Welcome to Methods of Text Analysis – DHUM72500

This course takes as its guiding questions: “Can there be such a thing as feminist text analysis?” and “What does it mean to do computational text analysis in a humanities context?” Through reading and practice we will examine the degree to which problematic racist, sexist, colonialist, corporate, and gender-normative assumptions that activate algorithmic methods impact humanistic inquiry through text analysis, and how the humanist can formulate effective research questions to explore through methods of text analysis. 

Taking a completely different approach to the topic “methods of text analysis,” this course will consider what it means to “analyze” a “text” with computers within a humanistic context, with an emphasis on shaping effective research questions over programming mastery. How does the language of analysis draw on Western traditions of empiricism in which “the text” occupies a position of authority over other forms of representation? What is the difference between “text analysis” and “philology”? What is being “analyzed” when we count, tokenize, measure, and classify texts with computers? And, importantly, how do the questions we are asking align with the methods we are using?  

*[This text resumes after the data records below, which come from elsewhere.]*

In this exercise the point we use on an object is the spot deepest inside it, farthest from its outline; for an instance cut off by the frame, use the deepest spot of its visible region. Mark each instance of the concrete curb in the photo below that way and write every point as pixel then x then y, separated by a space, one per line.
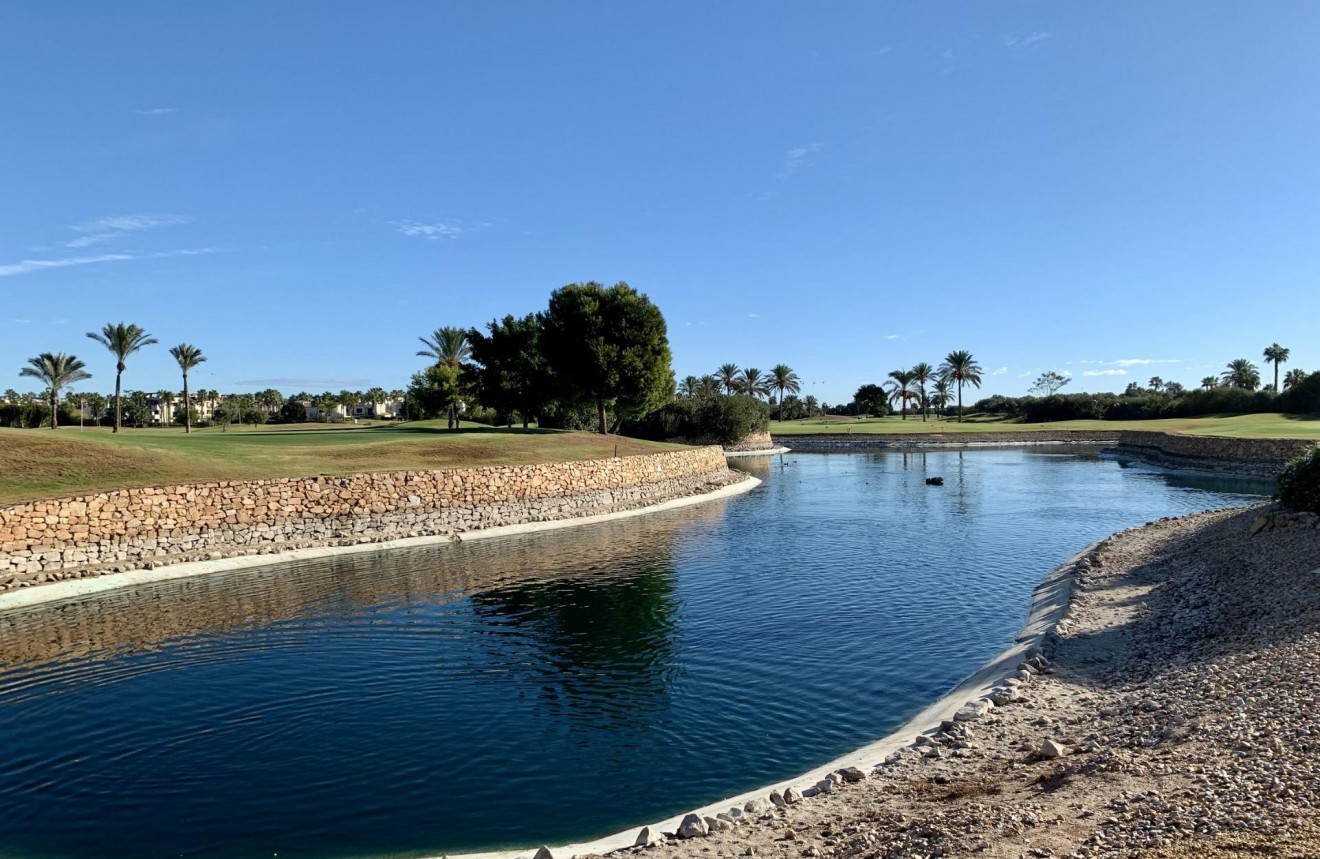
pixel 70 589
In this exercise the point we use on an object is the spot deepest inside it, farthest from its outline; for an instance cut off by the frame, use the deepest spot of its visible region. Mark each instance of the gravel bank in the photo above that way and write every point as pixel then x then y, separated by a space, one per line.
pixel 1176 714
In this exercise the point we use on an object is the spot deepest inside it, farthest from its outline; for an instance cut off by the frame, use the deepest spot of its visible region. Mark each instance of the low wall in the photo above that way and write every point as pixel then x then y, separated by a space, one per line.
pixel 90 535
pixel 1213 453
pixel 863 441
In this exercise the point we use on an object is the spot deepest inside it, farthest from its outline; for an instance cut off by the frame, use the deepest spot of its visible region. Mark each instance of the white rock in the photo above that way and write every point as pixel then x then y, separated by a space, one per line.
pixel 693 826
pixel 1051 750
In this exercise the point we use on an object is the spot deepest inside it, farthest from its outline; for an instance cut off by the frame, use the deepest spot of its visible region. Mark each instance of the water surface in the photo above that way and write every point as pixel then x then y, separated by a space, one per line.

The course will be organized according to the stages of the research process as articulated in our first week reading, to be completed in advance of our first class meeting: “How we do things with words: Analyzing text as social and cultural data,” which can be downloaded here:  https://arxiv.org/pdf/1907.01468.pdf. While students will receive materials to help them learn Python and to develop their own text analysis projects, this will not be the objective of the course or the source of evaluation. However, students will be required to develop a literacy in Python and packages frequently used to perform text analysis. Students will be required to complete weekly Jupyter notebook assignments that have significant portions of text analysis activities already completed. Supplementary information about programming and text analysis will be provided to complete in a self directed way using a free DataCamp account. Assignments will include weekly readings and hands-on activities, including up to 14 weekly Jupyter notebooks and DataCamp course modules; up to 2 blog posts and/or presenting as part of a public roundtable; and a final portfolio that includes a five page position paper.

Exploring terms such as “non-consumptive” and “black box algorithms,” this course takes up the affordances and costs of computationally enabled modeling, representation, querying, and interpretation of texts.  We will ask questions such as, “Can you ‘lead a feminist life’ (Ahmed) that is heavily mediated by methods of text analysis?” Readings will include articles by Sarah Ahmed, Mary Beard, Meredith Broussard, Lauren Klein, Wendy Chun, Tanya Clement, Miriam Posner, Liz Losh, Tara McPherson, Johanna Drucker, Andrew Goldstone, Safiya Noble, Bethany Nowviskie, Andrew Piper, Steve Ramsay, Laura Mandell, Susan Brown, Richard Jean So, and Ted Underwood.